Po wypuszczeniu komarów zarażonych pasożytem ludzie rzadziej chorują na dengę
Po wypuszczeniu komarów będących nosicielami bakterii z rodzaju Wolbachia, w trzech kolumbijskich miastach doszło do olbrzymiego spadku liczby zachorowań na dengę. Taką informację podczas ostatniego dorocznego spotkania Amerykańskiego Towarzystwa Medycyny Tropikalnej i Higieny przekazała epidemiolog Katie Anders z Monash University w Australii, która pracuje przy World Mosquito Program (WMP).
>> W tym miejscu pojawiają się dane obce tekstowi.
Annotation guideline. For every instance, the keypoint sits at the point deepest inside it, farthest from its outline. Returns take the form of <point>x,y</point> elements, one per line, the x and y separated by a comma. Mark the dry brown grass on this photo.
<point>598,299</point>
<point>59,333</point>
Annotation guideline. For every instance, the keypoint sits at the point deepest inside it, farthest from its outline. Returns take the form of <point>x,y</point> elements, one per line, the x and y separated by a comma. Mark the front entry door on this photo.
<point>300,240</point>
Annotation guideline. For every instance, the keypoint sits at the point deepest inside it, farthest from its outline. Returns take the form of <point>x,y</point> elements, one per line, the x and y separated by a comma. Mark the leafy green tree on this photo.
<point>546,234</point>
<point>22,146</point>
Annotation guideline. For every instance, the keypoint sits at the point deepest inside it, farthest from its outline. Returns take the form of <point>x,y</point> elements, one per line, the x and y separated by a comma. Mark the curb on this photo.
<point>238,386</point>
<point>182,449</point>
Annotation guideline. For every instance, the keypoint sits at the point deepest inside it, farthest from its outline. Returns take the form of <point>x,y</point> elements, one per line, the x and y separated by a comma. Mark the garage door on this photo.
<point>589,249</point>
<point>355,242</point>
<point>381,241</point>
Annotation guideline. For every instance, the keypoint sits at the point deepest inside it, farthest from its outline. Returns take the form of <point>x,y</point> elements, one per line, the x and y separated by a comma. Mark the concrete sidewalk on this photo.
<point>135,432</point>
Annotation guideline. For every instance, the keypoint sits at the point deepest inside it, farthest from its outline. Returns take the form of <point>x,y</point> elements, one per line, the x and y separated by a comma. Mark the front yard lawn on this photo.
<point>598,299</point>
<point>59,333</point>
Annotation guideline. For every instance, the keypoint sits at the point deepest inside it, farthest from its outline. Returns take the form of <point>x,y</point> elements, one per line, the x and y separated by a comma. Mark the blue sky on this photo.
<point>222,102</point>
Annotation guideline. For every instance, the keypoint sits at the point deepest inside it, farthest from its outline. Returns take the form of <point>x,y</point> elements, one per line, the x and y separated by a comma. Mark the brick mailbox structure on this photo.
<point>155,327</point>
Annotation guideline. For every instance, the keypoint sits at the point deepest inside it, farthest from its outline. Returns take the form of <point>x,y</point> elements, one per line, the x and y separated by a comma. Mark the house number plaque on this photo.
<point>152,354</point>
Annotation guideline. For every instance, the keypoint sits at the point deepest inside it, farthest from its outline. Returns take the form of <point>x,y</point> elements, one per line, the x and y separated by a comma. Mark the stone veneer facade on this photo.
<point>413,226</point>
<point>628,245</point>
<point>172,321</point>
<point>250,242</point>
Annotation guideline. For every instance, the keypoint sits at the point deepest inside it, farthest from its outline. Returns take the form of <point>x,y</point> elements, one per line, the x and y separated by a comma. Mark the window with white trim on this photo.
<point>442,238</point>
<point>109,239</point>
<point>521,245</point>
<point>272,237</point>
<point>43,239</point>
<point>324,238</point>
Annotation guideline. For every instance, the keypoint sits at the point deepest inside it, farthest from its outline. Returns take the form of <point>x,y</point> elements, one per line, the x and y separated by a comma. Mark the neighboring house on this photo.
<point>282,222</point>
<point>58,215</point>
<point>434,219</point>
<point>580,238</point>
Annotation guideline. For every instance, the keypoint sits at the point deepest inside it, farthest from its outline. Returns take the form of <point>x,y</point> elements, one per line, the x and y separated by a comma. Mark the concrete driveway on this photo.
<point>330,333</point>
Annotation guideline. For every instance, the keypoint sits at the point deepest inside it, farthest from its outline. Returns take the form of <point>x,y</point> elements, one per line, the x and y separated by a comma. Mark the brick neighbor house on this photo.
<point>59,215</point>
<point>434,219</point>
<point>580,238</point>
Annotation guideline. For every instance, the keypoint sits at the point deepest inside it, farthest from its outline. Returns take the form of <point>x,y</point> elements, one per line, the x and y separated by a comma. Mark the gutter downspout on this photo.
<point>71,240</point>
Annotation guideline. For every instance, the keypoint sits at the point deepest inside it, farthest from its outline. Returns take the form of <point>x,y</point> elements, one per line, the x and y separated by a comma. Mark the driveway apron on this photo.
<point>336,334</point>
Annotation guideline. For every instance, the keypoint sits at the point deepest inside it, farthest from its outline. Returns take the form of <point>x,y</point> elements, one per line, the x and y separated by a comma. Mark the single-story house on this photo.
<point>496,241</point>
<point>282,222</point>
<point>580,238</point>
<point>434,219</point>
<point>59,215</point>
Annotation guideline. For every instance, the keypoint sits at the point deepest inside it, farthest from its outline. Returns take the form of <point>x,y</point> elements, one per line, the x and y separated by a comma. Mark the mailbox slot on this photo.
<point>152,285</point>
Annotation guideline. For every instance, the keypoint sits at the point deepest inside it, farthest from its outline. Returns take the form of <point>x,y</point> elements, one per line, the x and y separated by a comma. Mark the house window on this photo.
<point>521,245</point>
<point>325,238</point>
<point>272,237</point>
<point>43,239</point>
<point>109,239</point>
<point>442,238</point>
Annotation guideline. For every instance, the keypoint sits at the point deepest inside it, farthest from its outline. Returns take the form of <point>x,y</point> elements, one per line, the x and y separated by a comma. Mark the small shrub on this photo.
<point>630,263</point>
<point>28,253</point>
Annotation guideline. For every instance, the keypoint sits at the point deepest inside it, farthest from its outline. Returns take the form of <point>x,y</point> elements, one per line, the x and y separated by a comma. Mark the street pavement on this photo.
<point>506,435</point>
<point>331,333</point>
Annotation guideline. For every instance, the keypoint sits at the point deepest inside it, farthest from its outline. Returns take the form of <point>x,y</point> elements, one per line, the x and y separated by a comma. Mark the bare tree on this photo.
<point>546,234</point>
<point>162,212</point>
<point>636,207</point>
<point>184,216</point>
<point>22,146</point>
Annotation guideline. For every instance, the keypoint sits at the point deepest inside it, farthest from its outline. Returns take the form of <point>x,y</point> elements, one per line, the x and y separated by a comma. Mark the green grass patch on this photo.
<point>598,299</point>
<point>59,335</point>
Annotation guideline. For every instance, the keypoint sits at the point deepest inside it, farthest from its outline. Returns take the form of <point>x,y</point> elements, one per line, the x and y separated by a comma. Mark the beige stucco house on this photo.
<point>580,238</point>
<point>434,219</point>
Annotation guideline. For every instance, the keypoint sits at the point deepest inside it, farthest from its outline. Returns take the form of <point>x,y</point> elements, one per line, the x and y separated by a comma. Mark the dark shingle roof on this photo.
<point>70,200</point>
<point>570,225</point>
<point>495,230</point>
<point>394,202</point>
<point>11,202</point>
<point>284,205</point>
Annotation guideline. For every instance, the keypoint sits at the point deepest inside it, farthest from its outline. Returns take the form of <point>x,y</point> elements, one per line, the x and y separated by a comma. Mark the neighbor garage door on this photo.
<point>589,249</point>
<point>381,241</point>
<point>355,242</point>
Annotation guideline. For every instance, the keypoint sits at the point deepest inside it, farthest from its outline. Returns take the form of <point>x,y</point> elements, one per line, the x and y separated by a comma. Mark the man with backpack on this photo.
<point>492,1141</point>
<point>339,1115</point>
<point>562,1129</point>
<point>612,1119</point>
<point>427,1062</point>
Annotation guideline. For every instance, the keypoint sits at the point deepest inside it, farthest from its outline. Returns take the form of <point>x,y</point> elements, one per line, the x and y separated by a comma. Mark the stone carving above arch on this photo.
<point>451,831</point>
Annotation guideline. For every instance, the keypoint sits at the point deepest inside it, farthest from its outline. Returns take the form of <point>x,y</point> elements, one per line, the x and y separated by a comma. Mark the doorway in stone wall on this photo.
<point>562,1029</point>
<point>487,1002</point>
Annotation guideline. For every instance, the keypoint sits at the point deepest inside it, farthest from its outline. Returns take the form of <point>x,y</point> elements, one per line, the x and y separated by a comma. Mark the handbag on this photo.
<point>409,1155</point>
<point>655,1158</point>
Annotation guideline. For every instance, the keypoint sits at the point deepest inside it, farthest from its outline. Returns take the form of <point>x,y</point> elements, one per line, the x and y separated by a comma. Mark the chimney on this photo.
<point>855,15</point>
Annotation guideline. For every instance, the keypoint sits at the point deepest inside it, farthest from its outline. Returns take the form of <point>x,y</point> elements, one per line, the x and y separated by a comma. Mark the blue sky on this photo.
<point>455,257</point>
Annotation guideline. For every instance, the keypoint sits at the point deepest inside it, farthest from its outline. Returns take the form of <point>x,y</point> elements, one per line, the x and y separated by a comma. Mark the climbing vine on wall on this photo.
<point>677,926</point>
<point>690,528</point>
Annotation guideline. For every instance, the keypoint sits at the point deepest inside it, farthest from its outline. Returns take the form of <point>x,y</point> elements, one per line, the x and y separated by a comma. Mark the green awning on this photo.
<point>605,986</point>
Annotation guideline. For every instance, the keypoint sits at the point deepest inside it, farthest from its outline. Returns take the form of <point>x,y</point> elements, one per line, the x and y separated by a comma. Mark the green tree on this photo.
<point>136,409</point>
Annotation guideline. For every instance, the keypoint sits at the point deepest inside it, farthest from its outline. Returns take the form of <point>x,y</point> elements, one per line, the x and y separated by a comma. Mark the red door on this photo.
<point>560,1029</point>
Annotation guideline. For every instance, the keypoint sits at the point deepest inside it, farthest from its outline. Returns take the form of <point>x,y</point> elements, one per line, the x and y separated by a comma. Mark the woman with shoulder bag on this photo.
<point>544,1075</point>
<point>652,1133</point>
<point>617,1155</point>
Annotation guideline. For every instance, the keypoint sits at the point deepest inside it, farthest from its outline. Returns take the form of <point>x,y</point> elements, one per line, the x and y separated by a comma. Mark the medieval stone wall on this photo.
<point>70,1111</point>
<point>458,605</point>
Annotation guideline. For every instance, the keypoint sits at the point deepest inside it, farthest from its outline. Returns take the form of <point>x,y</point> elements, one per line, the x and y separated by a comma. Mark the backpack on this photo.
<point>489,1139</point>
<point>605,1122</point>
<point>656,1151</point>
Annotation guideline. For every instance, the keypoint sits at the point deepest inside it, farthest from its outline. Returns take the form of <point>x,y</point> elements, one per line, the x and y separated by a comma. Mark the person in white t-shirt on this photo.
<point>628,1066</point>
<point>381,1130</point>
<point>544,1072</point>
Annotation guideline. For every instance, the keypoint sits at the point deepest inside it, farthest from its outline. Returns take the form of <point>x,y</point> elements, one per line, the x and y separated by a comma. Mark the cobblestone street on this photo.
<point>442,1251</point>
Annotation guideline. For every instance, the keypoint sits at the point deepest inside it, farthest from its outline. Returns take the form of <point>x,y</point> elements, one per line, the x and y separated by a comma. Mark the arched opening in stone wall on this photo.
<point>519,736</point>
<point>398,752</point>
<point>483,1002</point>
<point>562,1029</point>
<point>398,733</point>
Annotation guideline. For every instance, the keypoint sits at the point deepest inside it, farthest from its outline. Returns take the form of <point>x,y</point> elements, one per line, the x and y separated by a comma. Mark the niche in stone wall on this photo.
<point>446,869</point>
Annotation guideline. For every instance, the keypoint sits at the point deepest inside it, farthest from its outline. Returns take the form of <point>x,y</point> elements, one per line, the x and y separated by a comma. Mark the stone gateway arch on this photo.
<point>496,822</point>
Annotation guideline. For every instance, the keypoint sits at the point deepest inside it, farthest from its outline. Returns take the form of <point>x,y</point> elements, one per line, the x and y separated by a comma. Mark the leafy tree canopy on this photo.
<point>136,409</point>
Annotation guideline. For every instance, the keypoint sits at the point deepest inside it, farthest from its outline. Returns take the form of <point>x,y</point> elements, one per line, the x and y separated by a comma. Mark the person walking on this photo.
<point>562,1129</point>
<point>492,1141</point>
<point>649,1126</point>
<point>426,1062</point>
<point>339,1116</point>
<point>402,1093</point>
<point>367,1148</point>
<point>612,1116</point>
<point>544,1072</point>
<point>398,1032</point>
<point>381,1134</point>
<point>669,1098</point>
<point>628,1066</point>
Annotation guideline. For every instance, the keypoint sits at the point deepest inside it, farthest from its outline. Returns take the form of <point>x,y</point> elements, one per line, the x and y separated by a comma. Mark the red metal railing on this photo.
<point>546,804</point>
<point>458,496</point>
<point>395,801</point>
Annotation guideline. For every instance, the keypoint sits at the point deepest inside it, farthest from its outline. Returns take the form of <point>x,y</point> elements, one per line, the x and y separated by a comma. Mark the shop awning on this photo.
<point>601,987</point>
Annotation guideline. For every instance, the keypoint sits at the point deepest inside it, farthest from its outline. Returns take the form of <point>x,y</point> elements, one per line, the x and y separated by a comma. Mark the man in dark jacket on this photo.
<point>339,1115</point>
Tam, gdzie komary zarażone Wolbachią się zadomowiły, liczba przypadków dengi spadła nawet o 97%.
W 2005 roku naukowcy zauważyli, że Wolbachia – pasożyt bezkręgowców – pomaga zwalczyć zakażenia przenoszone przez komary. Po 4 latach udało się wyizolować bakterie od muszek owocowych i nie uciekając się do żadnych modyfikacji genetycznych, wprowadzić je do jaj komarów Aedes aegypti. Spodziewano się, że bakteria skróci po prostu życie komarów, ale zaobserwowano coś jeszcze – znaczące ograniczenie namnażania wirusa dengi. Kilka lat później zauważono, że Wolbachia ogranicza też transmisję wirusów czikungunii i ziki. W trakcie prowadzonych eksperymentów naukowcy stwierdzili, że bakteria konkuruje z wirusami o zasoby w ciele komara i bakteria często wygrywa. Co więcej, komary przekazują bakterię swojemu potomstwu. Rozpoczęły się więc intensywne prace zarówno nad komarami przenoszącymi Wolbachię, jak i testy polowe. Na ograniczoną skalę prowadzono je m.in. w Australii, Brazylii, Indonezji i Wietnamie.
Jednak w Kolumbii komary z Wolbachią wypuszczono w jednych z najgęściej zaludnionych regionów kraju. To największe na świecie testy komarów z Wolbiachą. Zarówno pod względem obszaru, jak i liczby mieszkańców, informuje Anders. Pierwsze komary wypuszczono w dolinie Aburra w 2015 roku i działania te powtarzano przez kolejnych 5 lat. W tym czasie Aedes aegypti z Wolbachią rozprzestrzeniły się w miastach Bello, Medellín and Itagüí. Mieszka tam 3,3 miliona osób, a zwierzęta występują na obszarze 135 km2. Naukowcy z WMP uznają, że badany obszar jest „całkowicie pokryty”, gdy 60% występujących tam komarów jest nosicielami Wolbachii. Udało się to całkowicie osiągnąć w Bello, Itagüí oraz około połowie Medellín.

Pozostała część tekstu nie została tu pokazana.